L’approche théorique de la notion, liée aux développements historiques, parcourt tout l’ouvrage, et nous ne saurions ici en rendre compte extensivement. Le rapport à Hegel et à l’humour objectif, mis en avant par Breton, est bien sûr au cœur de la réflexion. Faute d’une lecture précise des premières apparitions du thème, dans Misère de la poésie ou Situation surréaliste de l’objet, la dette comme le jeu de récriture ne sont pourtant pas systématiquement élucidés. Le rapport à Nietzsche et à l’athéisme est souligné (notons tout de même que cet athéisme peut tout aussi bien passer par la lignée Feuerbach-Marx), peut-être même sur-valorisé (l’assimilation du projet bretonien à son antécédent nietzschéen reste très contestable). La notice consacrée au philosophe reste malgré tout peu étudiée. Le manque patent de références sur l’Anthologie de l’humour noir, dû entre autres aux nécessités de l’édition Pléiade (qui n’a annoté que la préface), laissait ouvertes de larges plages d’investigation, dont on regrettera, ici comme ailleurs, qu’elles n’aient pas été parcourues. Notons, pour aller dans le même sens, la trop large absence de références aux textes théoriques de la tradition humoristique. Schlegel ou même Bergson auraient pu être convoqués. La généalogie surréaliste du discours sur l’humour est elle-même plutôt négligée. Les contributions de Vitrac, Crevel, Soupault ou Desnos sont mentionnées en une page, et n’appellent pas d’autres analyses. L’enquête yougoslave de 1930 sur l’humour apparaît dans la courte chronologie finale, mais est passée sous silence dans le texte.

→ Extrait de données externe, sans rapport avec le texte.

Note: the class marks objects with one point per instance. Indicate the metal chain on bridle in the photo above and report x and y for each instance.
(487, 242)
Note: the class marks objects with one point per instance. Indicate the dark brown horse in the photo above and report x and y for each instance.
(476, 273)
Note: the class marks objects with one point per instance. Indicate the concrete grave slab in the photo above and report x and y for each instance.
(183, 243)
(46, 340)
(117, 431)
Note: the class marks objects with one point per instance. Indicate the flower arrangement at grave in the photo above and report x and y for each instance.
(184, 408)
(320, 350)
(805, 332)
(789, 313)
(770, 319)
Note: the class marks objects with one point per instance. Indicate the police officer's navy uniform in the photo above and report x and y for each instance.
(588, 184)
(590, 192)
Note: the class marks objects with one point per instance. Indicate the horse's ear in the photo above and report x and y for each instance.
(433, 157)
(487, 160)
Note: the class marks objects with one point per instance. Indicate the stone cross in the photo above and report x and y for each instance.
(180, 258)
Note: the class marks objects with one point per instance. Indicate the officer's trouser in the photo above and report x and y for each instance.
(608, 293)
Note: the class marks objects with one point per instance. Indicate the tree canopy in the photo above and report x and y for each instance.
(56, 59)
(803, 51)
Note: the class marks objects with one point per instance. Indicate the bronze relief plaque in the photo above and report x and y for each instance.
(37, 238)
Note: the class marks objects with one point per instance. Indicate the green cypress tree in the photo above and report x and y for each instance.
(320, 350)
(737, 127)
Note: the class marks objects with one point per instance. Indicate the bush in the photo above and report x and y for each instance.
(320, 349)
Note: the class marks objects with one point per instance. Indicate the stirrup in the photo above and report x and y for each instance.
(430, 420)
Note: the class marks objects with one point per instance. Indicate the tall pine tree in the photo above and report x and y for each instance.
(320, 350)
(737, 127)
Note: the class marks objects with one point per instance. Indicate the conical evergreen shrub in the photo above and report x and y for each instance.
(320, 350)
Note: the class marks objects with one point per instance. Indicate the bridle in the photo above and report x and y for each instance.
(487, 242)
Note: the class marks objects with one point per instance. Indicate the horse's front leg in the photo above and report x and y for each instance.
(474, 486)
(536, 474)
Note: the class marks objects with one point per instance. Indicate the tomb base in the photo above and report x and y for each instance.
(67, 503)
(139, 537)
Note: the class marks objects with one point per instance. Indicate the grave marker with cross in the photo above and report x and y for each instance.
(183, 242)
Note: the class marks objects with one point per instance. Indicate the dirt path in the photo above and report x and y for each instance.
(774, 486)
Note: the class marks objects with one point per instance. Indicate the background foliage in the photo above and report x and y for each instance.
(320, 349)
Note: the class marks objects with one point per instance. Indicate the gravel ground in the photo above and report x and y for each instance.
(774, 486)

Le fait est d’autant plus regrettable que la réponse de Marco Ristich, publiée dans le SASDLR, soulignait les risques idéologiques de l’Umour, chahutait quelque peu la figure tutélaire de Vaché, et témoignait de la difficulté à intégrer la notion dans le contexte marxiste des années trente. La prise en compte d’un tel point de vue aurait permis là aussi de problématiser un peu plus l’effort théorique de Breton.

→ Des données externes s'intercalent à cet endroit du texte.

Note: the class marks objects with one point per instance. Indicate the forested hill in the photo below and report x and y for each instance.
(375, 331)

Une seconde partie interroge le dispositif anthologique du livre. S’opposant à la lecture de Mireille Rosello, et à la « tyrannie » que supposerait l’organisation de l’ouvrage, l’auteur souligne la multiplicité de parcours offerts, de résonances, de recontextualisations, qui font de l’anthologie un livre ouvert à la liberté du lecteur. Les jeux de renvois d’une notice à l’autre, d’intra- ou intertextualité sont explorés en ce sens ; les approches modernes du phénomène, par Deleuze ou Roland Barthes, viennent appuyer la thèse proposée. On regrettera cependant que cette poétique de l’anthologie reste assez générale, et ne se nourrisse pas d’éléments pourtant attendus. Il eût été profitable à coup sûr de confronter l’ouvrage considéré aux autres anthologies surréalistes : Le Miroir du merveilleux, de Pierre Mabille, l’Anthologie des mythes, légendes et contes populaires d’Amérique ou l’Anthologie de l’Amour Sublime de Benjamin Péret, par exemple. Par-delà la possible définition d’une période anthologique du surréalisme, on aurait pu de la sorte approcher une pratique surréaliste de l’anthologie, ou par défaut cerner la singularité de l’exercice bretonien. Il est pour le moins regrettable enfin que l’évolution de l’Anthologie de l’Humour noir au cours de ses rééditions ne soit nullement abordée. Les entrées de 1950, les variations dans les extraits, à être interrogées, rendraient au livre toute la marge flottante, la part d’affectivité, d’histoire personnelle qui en font aussi le prix.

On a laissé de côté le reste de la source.